Special consideration regarding the exposure of pregnant women is warranted, since vinyl chloride has been shown to be a genotoxin; thus, medical counseling is recommended for the acutely exposed pregnant women.
Prehospital Management
- Victims exposed only to vinyl chloride gas pose no risk of secondary contamination to rescuers. Victims whose skin or clothing is contaminated with liquid vinyl chloride can contaminate rescuers by direct contact or through off-gassing of vapor.
- The primary target of vinyl chloride acute exposure is the CNS. Signs and symptoms include dizziness, ataxia, inebriation, fatigue, numbness and tingling of the extremities, visual disturbances, coma, and death.
- Vinyl chloride also can irritate the eyes, mucous membranes, and respiratory tract. Escaping compressed gas or liquid can cause frostbite or irritation of the skin and eyes.

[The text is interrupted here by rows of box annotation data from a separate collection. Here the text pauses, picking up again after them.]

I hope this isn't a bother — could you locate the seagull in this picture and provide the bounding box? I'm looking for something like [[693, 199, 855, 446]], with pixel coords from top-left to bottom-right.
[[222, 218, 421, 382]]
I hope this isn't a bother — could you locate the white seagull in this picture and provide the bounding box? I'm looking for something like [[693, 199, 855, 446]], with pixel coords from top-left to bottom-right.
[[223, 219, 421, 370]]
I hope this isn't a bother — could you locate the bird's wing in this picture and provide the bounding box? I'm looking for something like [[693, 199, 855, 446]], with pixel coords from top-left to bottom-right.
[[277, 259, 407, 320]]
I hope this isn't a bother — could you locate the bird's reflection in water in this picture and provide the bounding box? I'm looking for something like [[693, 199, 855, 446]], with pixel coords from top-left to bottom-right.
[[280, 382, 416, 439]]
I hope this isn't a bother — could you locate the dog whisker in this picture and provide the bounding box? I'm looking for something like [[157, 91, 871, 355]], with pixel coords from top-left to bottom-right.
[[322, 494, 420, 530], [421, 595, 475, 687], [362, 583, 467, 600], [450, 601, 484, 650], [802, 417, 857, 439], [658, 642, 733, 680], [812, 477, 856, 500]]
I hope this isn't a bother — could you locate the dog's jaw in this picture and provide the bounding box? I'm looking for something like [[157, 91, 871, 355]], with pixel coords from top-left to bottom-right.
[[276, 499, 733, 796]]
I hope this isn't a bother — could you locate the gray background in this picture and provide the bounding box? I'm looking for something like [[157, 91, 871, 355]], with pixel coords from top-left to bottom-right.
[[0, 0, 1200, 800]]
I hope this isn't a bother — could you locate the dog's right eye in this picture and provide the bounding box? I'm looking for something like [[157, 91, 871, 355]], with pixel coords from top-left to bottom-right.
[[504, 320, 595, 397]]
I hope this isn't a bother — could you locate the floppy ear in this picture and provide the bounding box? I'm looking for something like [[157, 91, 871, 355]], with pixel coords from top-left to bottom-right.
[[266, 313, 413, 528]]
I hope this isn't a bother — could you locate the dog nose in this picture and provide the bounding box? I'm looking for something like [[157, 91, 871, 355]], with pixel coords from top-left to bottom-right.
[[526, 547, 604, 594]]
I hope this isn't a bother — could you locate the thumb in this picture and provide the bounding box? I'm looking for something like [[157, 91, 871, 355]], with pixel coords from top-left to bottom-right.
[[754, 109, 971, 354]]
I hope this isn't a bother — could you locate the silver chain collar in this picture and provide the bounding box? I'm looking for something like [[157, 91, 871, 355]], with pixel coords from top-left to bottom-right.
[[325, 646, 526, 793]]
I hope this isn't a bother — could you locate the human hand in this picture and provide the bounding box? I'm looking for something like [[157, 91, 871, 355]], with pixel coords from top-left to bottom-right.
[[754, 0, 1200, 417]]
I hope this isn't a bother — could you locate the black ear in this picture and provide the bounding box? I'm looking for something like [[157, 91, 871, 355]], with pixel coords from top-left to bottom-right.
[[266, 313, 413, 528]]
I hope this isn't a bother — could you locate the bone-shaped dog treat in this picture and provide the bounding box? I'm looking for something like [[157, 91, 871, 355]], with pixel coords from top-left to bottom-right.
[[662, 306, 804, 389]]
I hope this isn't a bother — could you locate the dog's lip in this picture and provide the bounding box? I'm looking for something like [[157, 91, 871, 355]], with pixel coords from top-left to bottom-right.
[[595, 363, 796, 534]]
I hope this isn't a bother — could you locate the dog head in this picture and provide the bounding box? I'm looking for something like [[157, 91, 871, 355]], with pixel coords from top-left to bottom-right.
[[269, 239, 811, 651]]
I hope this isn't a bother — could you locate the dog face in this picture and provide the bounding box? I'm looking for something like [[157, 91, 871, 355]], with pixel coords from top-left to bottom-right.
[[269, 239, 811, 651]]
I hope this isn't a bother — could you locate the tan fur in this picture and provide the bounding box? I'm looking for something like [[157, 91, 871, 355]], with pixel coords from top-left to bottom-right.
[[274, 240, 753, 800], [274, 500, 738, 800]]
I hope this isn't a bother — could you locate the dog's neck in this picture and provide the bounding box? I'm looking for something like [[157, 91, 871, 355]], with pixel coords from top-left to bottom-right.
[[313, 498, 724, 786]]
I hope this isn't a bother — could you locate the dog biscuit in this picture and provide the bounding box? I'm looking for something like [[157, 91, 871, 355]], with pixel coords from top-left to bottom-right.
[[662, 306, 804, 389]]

- There is no antidote for vinyl chloride. Treatment consists of support of respiratory and cardiovascular functions.
Hot Zone
Rescuers should be trained and appropriately attired before entering the Hot Zone. If the proper equipment is not available, or if the rescuers have not been trained in its use, call for assistance from a local or regional hazardous materials (HAZMAT) team or other properly equipped response organization.
Rescuer Protection
Vinyl chloride gas is readily absorbed by inhalation and can irritate the respiratory tract. Liquid vinyl chloride on the skin or eyes can cause frostbite injury and irritation. A negligible amount of vinyl chloride is absorbed through the skin.
Respiratory Protection: Positive-pressure, self-contained breathing apparatus (SCBA) is recommended in response situations that involve exposure to any level of vinyl chloride gas.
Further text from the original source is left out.